Re: [PATCH 1/2] sched/uclamp: Add a new sysctl to control RT default boost value

From: Patrick Bellasi <patrick.bellasi@matbug.net>
To: Qais Yousef <qais.yousef@arm.com>
Cc: Vincent Guittot <vincent.guittot@linaro.org>,
	Mel Gorman <mgorman@suse.de>,
	Dietmar Eggemann <dietmar.eggemann@arm.com>,
	Peter Zijlstra <peterz@infradead.org>,
	Ingo Molnar <mingo@redhat.com>,
	Randy Dunlap <rdunlap@infradead.org>,
	Jonathan Corbet <corbet@lwn.net>,
	Juri Lelli <juri.lelli@redhat.com>,
	Steven Rostedt <rostedt@goodmis.org>,
	Ben Segall <bsegall@google.com>,
	Luis Chamberlain <mcgrof@kernel.org>,
	Kees Cook <keescook@chromium.org>,
	Iurii Zaikin <yzaikin@google.com>,
	Quentin Perret <qperret@google.com>,
	Valentin Schneider <valentin.schneider@arm.com>,
	Pavan Kondeti <pkondeti@codeaurora.org>,
	linux-doc@vger.kernel.org,
	linux-kernel <linux-kernel@vger.kernel.org>,
	linux-fs <linux-fsdevel@vger.kernel.org>
Subject: Re: [PATCH 1/2] sched/uclamp: Add a new sysctl to control RT default boost value
Date: Fri, 05 Jun 2020 15:27:58 +0200	[thread overview]
Message-ID: <871rmt1w2p.derkling@matbug.net> (raw)
In-Reply-To: <20200605113204.srskjrunz2ezkcuj@e107158-lin.cambridge.arm.com>

On Fri, Jun 05, 2020 at 13:32:04 +0200, Qais Yousef <qais.yousef@arm.com> wrote...

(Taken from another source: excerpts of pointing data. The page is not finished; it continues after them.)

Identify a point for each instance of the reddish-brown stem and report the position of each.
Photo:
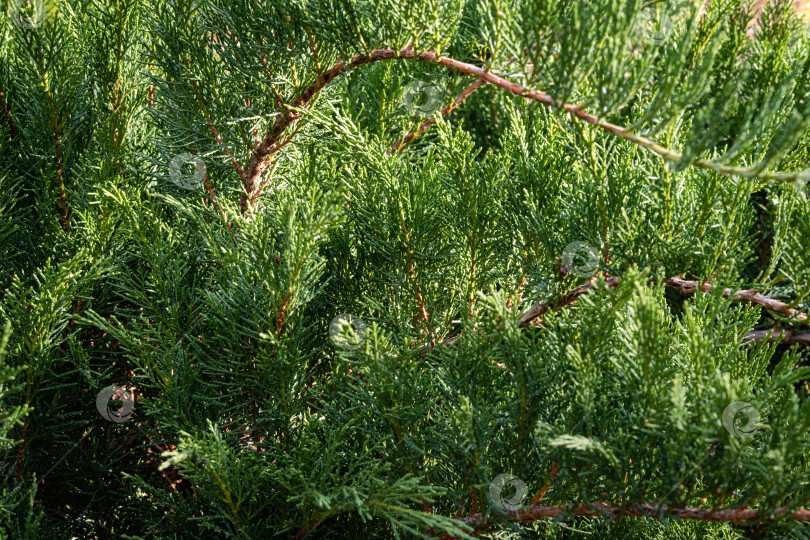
(281, 314)
(266, 148)
(214, 131)
(399, 145)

> On 06/05/20 09:55, Patrick Bellasi wrote:
>> On Wed, Jun 03, 2020 at 18:52:00 +0200, Qais Yousef <qais.yousef@arm.com> wrote...

[...]

>> > diff --git a/kernel/sched/core.c b/kernel/sched/core.c
>> > index 0464569f26a7..9f48090eb926 100644
>> > --- a/kernel/sched/core.c
>> > +++ b/kernel/sched/core.c
>> > @@ -1063,10 +1063,12 @@ static inline void uclamp_rq_dec_id(struct rq *rq, struct task_struct *p,
>> >          * e.g. due to future modification, warn and fixup the expected value.
>> >          */
>> >         SCHED_WARN_ON(bucket->value > rq_clamp);
>> > +#if 0
>> >         if (bucket->value >= rq_clamp) {
>> >                 bkt_clamp = uclamp_rq_max_value(rq, clamp_id, uc_se->value);
>> >                 WRITE_ONCE(uc_rq->value, bkt_clamp);
>> >         }
>> > +#endif
>> 
>> Yep, that's likely where we have most of the overhead at dequeue time,
>> sine _sometimes_ we need to update the cpu's clamp value.
>> 
>> However, while running perf sched pipe, I expect:
>>  - all tasks to have the same clamp value
>>  - all CPUs to have _always_ at least one RUNNABLE task
>> 
>> Given these two conditions above, if the CPU is never "CFS idle" (i.e.
>> without RUNNABLE CFS tasks), the code above should never be triggered.
>> More on that later...
>
> So the cost is only incurred by idle cpus is what you're saying.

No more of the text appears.